Paul Eric Morse
My style as a manager has always been an open one, where I share my business numbers with at least my key employees. Jack Stack, in his book The Great Game of Business, has shown me how to use that style to build a more profitable business with a team that is intent on "winning" the game.
The book is a study of Open Book Management (OBM) and how to use it to build a motivated and profitable organization. It describes the fears (what happens if competitors or employees see my real numbers?); discusses education (how you and your employees can divide your income statement into understandable parts); and lays out implementation (how to incorporate OBM in a way that almost guarantees profitability). Stack states: "It takes the whole element of direct supervision out of managing. You can communicate by pointing to the opportunities that are out there rather than by using threats and intimidation."
Neil Kelly Co.
We just had one of our monthly sales meetings. During the meeting we had a book discussion about How to Close Every Sale, by car salesman Joe Girard. Two or three people were asked to "report" on various sections of the book.
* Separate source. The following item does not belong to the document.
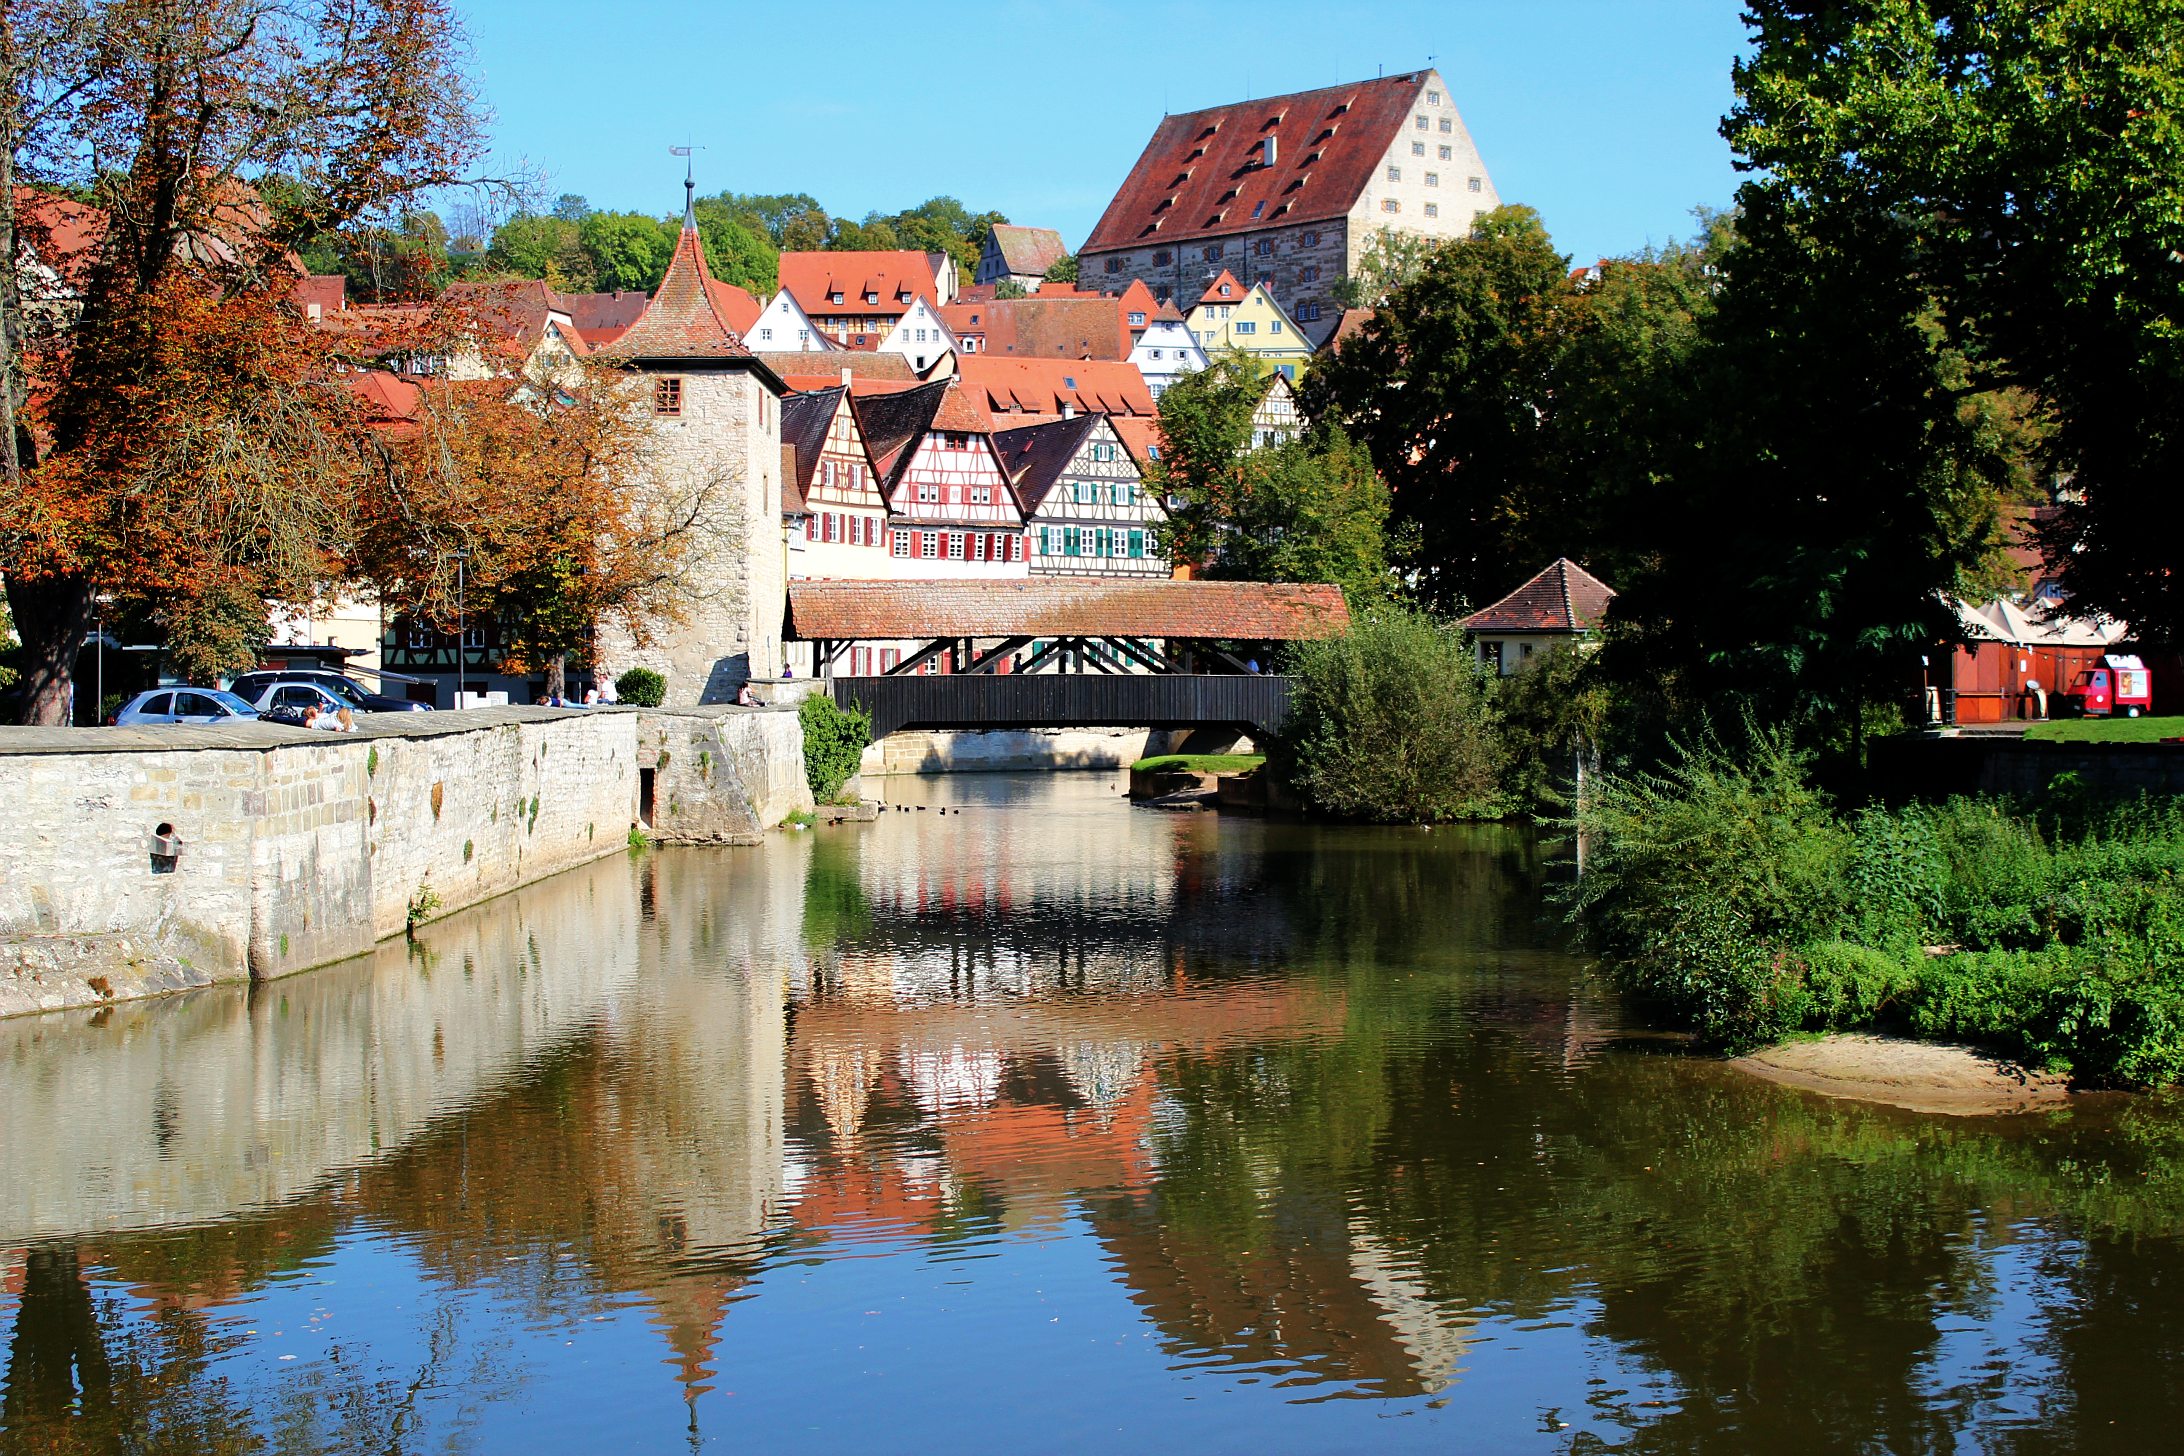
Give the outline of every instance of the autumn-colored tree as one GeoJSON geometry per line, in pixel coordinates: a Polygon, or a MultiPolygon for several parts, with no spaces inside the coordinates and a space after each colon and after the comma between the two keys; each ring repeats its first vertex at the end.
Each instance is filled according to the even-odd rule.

Because we tend to be so "soft sell" in our company, we thought it would be good to review a book from an industry that sells a little harder than we do. One of our sales managers, Chuck Schermerhorn, says the group chose the book because of the practical techniques for selling. The discussions were great, and I think people got a lot out of it.
C. Mason Hearn
McGuire, Hearn & Toms
I recommend Built to Last -- Successful Habits of Visionary Companies, by James C. Collins and Jerry I. Porras. This book studies the making of a visionary company through well-known examples such as Nordstrom, Boeing, and Wal-Mart. By contrasting the performance of those firms to other companies, we learn about such topics as associate and customer loyalty, market share, corporate value, and longevity. These ideas have helped me focus on the importance and value of providing leadership and vision above all else.